Paolo VI è passato alla storia come “il papa della pillola“, Ratzinger rischia di passarci come quello “del preservativo“. Paolo VI, non a caso detto “l’Amleto di Milanodal suo predecessore papa Angelo Roncalli, stava per dar retta alla commissione di studiosi, da lui appositamente istituita, che gli raccomandavano la legittimazione della pillola anticoncezionale per cercare di arginare la tragedia planetaria delle morti per fame e malattie (oggi siamo a un bambino ogni 6 secondi! All’epoca era uno ogni 8 secondi). All’ultimo momento però si arrese alle pretese di un gruppetto di “duri e puri” capeggiati da un cardinale polacco che si chiamava Wojtyla. Analogamente, Ratzinger è pressato da larga parte della Chiesa - compreso il “giro” dell’ex arcivescovo di Milano Carlo Maria Martini - perché ritiri la anacronistica e dannosissima condanna contro l’uso del preservativo, ma anche lui alla fine capitola di fronte agli ottusi.

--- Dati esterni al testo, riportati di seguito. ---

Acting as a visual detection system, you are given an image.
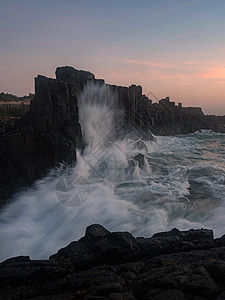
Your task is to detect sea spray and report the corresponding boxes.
[0,85,225,260]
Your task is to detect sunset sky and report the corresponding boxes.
[0,0,225,115]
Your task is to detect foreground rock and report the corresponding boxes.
[0,225,225,300]
[0,67,225,206]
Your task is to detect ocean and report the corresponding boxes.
[0,83,225,261]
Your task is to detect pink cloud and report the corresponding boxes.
[194,67,225,79]
[176,73,189,79]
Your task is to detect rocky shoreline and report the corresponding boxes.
[0,67,225,207]
[0,224,225,300]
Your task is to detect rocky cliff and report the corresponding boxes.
[0,224,225,300]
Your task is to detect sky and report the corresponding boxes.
[0,0,225,115]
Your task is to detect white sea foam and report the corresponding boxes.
[0,86,225,260]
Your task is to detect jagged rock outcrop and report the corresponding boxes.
[0,68,94,204]
[0,67,225,206]
[0,224,225,300]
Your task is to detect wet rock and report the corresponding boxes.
[133,153,145,169]
[0,224,225,300]
[85,224,110,237]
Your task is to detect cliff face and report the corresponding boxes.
[0,67,90,204]
[0,67,225,204]
[0,224,225,300]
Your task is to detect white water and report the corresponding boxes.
[0,86,225,260]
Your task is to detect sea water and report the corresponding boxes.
[0,86,225,260]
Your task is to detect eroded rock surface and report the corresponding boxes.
[0,224,225,300]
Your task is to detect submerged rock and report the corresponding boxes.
[0,224,225,300]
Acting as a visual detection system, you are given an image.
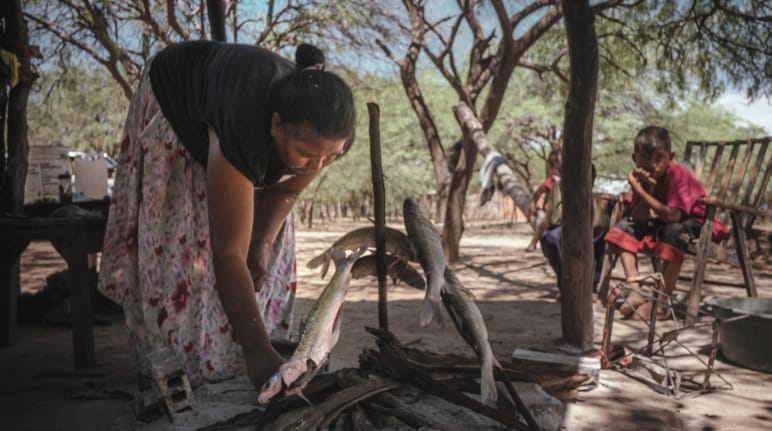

OLTRETUTTO - Da notare che NON è più vero che l’uso del preservativo è di per sé contro la concezione di nuovi esseri umani. Anzi! E’ infatti ormai cosa scientificamente validata l’uso del preservativo nel rapporto eterosessuale da parte di uomini sieropositivi o malati di Aids per poter raccogliere lo sperma a fine rapporto, lavarlo del virus veicolo di contagio e introdurlo nella vagina della partner con apposita siringa in modo che possa sì restare incinta, ma NON di un feto dal tragico destino segnato ancor prima di nascere e diventare un neonato. In Italia l’alfiere di questa tecnica è il chirurgo andrologo professor Paolo Marandola, che in Africa ci ha passato una vita e ora è impegnato nello Zaire con una iniziativa ospedaliera e con la diffusione appunto di tale tecnica anti Aids, che ha costi ridicolo, alla portata quindi anche delle donne africane. In Africa NON c’è l’abbondanza di acqua e igiene dell’Occidente, motivo per cui le infiammazioni vaginali sono molto più frequenti che in Occidente, e sono proprio le infiammazioni vaginali, con la conseguente dilatazione dei vasi sanguigni, a far passare i vettori della sieropositività e dell’Aids. Ecco perchémentre in Europa si rischia l’Aids solo dopo alcune centinaia di rapporti sessuali in Africa invece il rischio di contagio compare già dopo un numero di rapporti enormemente più basso.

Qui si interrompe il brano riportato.